Imagine a world where you could create an ad that would only be seen by blonde, expectant 23- to 25-year-old mothers and 45-year-old bald men born in the month of November.
What would you do with your newfound marketing powers? Would you target your most desired audience and grow your brand? Would you sell your services to other brands?
I’m here to tell you it’s 2016, and you absolutely can target your audience that specifically. Why aren’t we doing it more? As a business community, we move slowly and stubbornly, and most of us haven’t stopped what we’re doing long enough to take the time.
Big data is one of the carrots big marketers have used to draw us along, just like marketing to millennials through social media. The promise (or threat) of big data has crept around the corner of marketing conversations for most of my career.

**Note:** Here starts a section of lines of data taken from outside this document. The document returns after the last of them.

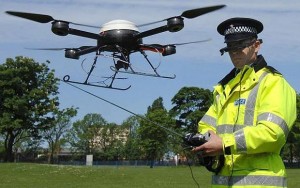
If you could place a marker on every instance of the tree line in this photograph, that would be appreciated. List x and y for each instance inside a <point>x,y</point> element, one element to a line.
<point>30,117</point>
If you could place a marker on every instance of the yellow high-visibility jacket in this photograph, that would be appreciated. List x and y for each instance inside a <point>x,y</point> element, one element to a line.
<point>253,112</point>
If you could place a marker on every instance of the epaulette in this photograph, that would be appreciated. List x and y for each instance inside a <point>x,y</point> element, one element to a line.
<point>273,70</point>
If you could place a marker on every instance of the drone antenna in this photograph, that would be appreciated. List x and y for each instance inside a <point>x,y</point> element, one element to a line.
<point>118,106</point>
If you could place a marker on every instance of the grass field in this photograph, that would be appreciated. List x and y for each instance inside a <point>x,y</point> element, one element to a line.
<point>23,175</point>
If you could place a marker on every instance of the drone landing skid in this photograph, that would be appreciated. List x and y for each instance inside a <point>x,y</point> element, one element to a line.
<point>142,73</point>
<point>67,79</point>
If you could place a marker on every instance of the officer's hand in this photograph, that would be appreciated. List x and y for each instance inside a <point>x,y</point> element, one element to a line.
<point>213,147</point>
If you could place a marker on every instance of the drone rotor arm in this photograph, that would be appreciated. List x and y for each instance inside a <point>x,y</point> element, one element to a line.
<point>83,33</point>
<point>193,13</point>
<point>152,32</point>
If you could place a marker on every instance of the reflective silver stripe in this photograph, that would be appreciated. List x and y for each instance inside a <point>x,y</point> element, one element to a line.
<point>228,128</point>
<point>209,120</point>
<point>250,180</point>
<point>240,141</point>
<point>250,105</point>
<point>275,119</point>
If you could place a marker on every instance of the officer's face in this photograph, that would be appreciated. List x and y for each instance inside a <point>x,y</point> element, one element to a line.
<point>240,55</point>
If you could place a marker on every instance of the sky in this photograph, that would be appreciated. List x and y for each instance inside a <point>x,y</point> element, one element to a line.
<point>199,65</point>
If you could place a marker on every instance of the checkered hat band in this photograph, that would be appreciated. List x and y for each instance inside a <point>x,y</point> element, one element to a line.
<point>240,29</point>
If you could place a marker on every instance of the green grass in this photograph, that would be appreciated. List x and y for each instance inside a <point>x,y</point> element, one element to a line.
<point>26,175</point>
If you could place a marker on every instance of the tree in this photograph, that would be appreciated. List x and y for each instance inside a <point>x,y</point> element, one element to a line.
<point>190,105</point>
<point>132,148</point>
<point>60,127</point>
<point>28,98</point>
<point>154,139</point>
<point>83,134</point>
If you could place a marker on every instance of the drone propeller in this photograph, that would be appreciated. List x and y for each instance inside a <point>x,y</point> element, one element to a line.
<point>42,18</point>
<point>193,13</point>
<point>58,49</point>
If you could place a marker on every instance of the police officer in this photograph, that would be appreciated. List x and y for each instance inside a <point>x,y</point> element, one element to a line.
<point>253,111</point>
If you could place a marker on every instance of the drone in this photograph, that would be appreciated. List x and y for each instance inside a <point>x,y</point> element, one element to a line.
<point>119,38</point>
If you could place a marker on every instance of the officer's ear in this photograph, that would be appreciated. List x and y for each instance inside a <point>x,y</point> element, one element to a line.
<point>257,45</point>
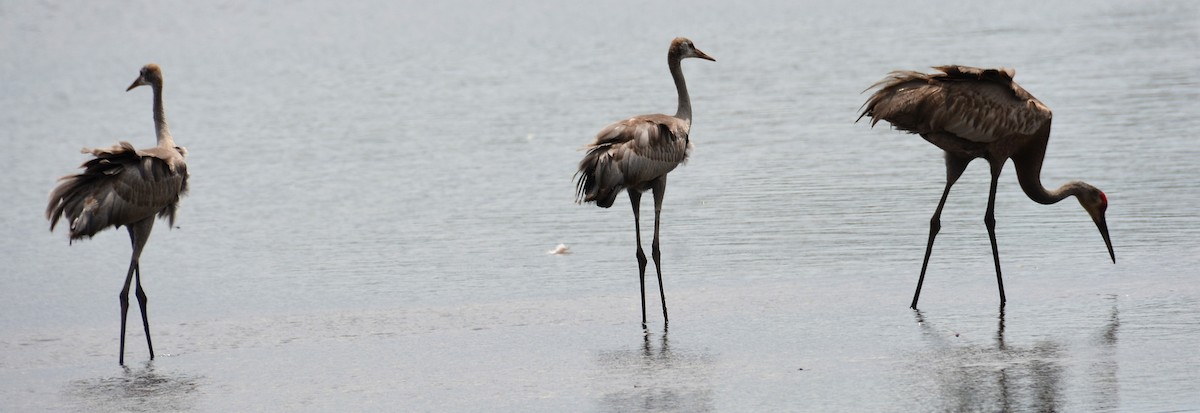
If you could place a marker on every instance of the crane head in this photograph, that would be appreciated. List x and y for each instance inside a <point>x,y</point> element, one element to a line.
<point>150,75</point>
<point>683,48</point>
<point>1096,203</point>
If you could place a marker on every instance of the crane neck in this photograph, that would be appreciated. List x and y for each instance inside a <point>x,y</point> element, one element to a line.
<point>1029,174</point>
<point>160,119</point>
<point>684,111</point>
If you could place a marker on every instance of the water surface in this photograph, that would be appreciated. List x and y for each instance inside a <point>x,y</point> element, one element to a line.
<point>375,187</point>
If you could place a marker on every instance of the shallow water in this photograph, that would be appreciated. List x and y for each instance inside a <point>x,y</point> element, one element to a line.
<point>375,187</point>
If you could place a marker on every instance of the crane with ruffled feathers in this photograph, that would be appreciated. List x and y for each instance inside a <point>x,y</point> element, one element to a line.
<point>971,113</point>
<point>635,155</point>
<point>126,186</point>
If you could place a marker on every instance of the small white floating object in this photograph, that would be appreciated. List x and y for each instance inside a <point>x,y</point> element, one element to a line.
<point>561,250</point>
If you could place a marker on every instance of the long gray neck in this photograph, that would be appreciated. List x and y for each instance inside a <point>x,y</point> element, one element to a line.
<point>160,119</point>
<point>1029,174</point>
<point>684,111</point>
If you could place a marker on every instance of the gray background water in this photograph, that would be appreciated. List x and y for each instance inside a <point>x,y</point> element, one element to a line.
<point>376,184</point>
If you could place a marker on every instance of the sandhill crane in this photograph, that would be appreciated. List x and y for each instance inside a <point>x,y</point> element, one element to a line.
<point>126,186</point>
<point>970,113</point>
<point>635,155</point>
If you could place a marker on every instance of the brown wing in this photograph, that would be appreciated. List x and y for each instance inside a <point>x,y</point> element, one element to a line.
<point>972,103</point>
<point>121,185</point>
<point>631,151</point>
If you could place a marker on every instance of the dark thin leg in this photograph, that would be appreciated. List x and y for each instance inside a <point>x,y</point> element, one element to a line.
<point>989,220</point>
<point>954,168</point>
<point>142,303</point>
<point>125,306</point>
<point>660,187</point>
<point>138,234</point>
<point>635,199</point>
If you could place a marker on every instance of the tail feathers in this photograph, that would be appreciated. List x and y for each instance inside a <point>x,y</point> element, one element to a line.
<point>599,180</point>
<point>77,199</point>
<point>75,203</point>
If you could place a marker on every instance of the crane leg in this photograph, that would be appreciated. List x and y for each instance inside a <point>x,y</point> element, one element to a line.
<point>125,307</point>
<point>954,168</point>
<point>660,187</point>
<point>989,220</point>
<point>635,199</point>
<point>139,232</point>
<point>142,303</point>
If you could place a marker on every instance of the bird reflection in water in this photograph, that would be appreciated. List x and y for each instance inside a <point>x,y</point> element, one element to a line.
<point>1103,370</point>
<point>138,390</point>
<point>655,377</point>
<point>994,377</point>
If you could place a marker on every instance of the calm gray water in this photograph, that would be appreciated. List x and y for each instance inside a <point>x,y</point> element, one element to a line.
<point>376,184</point>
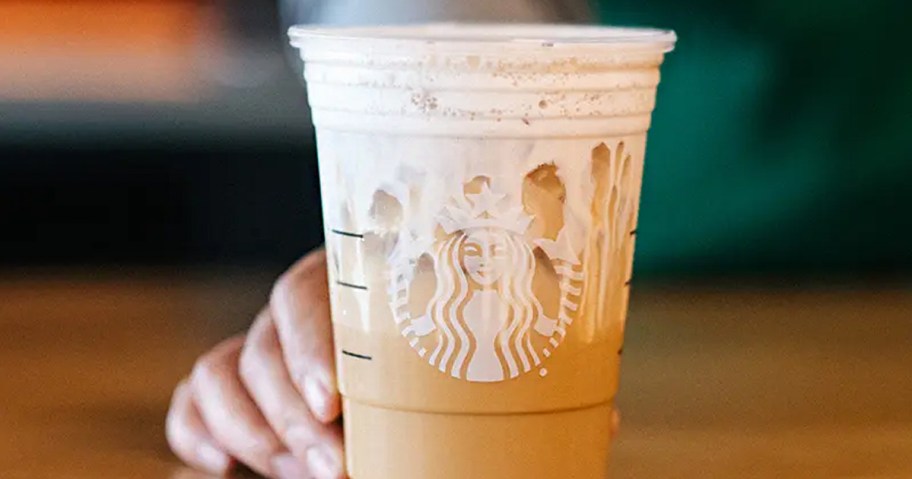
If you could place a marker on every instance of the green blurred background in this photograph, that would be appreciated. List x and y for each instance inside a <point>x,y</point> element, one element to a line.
<point>175,132</point>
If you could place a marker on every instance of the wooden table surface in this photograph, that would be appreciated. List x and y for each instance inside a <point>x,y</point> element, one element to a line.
<point>718,382</point>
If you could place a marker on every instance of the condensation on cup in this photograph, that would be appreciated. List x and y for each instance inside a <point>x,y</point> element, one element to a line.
<point>480,193</point>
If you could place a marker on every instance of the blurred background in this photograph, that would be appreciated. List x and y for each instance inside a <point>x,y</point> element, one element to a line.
<point>175,132</point>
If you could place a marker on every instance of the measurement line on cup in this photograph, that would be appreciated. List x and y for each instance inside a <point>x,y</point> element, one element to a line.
<point>348,234</point>
<point>358,356</point>
<point>351,285</point>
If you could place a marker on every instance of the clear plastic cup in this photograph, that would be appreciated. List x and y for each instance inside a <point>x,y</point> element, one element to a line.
<point>480,193</point>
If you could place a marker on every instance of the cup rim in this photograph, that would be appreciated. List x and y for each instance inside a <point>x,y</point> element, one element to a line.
<point>491,35</point>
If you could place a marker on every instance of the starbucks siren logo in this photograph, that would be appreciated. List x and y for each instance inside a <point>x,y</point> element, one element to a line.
<point>483,322</point>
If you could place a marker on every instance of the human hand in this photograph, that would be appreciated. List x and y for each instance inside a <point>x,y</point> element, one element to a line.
<point>267,399</point>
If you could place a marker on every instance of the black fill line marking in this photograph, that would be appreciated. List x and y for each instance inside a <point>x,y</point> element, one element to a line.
<point>348,233</point>
<point>350,285</point>
<point>356,355</point>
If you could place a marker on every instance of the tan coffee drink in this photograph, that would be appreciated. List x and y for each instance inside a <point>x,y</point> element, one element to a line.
<point>480,190</point>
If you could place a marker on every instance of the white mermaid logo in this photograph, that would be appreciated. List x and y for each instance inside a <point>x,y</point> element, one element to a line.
<point>484,322</point>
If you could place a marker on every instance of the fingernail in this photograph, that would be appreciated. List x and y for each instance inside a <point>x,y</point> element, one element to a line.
<point>212,458</point>
<point>286,466</point>
<point>318,396</point>
<point>323,463</point>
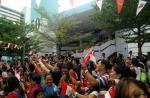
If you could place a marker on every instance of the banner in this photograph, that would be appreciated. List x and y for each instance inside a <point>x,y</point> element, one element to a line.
<point>99,4</point>
<point>119,5</point>
<point>90,56</point>
<point>140,6</point>
<point>38,3</point>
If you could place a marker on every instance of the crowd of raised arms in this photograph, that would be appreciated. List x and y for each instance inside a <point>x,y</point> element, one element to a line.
<point>65,76</point>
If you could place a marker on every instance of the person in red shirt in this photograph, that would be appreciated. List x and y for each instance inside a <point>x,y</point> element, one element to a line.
<point>15,90</point>
<point>35,84</point>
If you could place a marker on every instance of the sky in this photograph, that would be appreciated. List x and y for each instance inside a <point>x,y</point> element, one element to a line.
<point>17,5</point>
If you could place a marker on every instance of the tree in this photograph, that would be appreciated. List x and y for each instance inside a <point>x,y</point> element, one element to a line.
<point>133,28</point>
<point>16,33</point>
<point>58,29</point>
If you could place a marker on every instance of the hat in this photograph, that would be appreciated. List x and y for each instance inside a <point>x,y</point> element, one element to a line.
<point>4,74</point>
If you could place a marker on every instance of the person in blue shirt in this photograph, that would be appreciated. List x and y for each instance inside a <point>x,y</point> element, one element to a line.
<point>50,89</point>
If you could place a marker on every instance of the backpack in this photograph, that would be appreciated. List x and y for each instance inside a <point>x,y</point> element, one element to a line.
<point>18,94</point>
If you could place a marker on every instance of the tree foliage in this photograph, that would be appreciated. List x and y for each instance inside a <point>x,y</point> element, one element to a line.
<point>15,33</point>
<point>58,29</point>
<point>133,28</point>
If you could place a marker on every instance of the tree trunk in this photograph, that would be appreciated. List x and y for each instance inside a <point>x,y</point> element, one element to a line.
<point>58,49</point>
<point>139,49</point>
<point>140,42</point>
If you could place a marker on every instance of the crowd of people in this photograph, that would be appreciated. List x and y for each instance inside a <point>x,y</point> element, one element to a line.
<point>65,76</point>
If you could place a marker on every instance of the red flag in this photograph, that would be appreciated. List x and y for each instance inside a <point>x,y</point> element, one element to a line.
<point>119,5</point>
<point>3,44</point>
<point>89,56</point>
<point>72,3</point>
<point>66,89</point>
<point>12,46</point>
<point>140,6</point>
<point>110,93</point>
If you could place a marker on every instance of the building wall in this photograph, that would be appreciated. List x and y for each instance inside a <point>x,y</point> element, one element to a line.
<point>11,14</point>
<point>50,6</point>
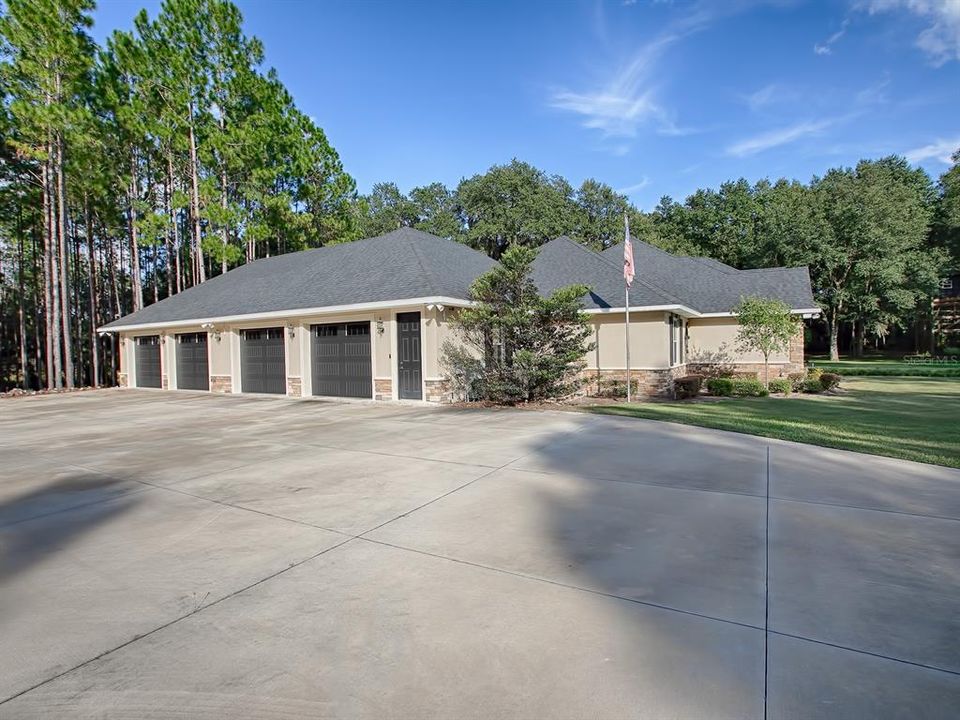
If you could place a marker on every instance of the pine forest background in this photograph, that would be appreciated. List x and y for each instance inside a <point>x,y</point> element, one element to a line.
<point>133,171</point>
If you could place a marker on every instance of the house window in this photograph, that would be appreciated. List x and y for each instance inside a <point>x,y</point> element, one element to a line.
<point>676,339</point>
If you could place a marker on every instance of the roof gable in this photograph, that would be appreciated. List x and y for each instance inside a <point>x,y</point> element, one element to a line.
<point>399,265</point>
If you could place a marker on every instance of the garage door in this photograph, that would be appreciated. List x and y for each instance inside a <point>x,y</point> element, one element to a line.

The reason it’s still creeping around, touted by some and discarded by others, is because it’s just another tool — one likely to be found in a dust-covered toolbox under the workbench.
Each year a new list of marketing trends to watch pops up. Big data has been on that list for more than a decade alongside things like social media, online shopping, search engine optimization, content marketing, inbound marketing, etc.
For each “next big thing” I just listed, I could point to a very successful marketing campaign or business that doesn’t use it. I could also point to many successful campaigns taking advantage of the “next big thing.”
Adoption of these tools is fully dependent on whether you’re willing to open your mind to take the time to use them. We can operate without big data, but we can also take the time to figure it out and not only enhance our marketing but strengthen the positive relationships we have with our customers.
A significant portion of potential clients I meet have stores of data sitting on hard drives — ready to use. This data could be used to profile the next generation of consumers. It could be mined to unearth opportunities to sell deeper to current clients.
But many times, it goes unused.
Because it’s really tough to stop what you’re doing to adopt new ways of thinking — new technology. It’s almost as if it’s ingrained into our character as a species.
We’ve been telling this story so long it’s become intertwined in our legends. John Henry refused to work with the steam drill. We tell the story of his challenge to the newfangled machine, how he worked himself to death to defeat it.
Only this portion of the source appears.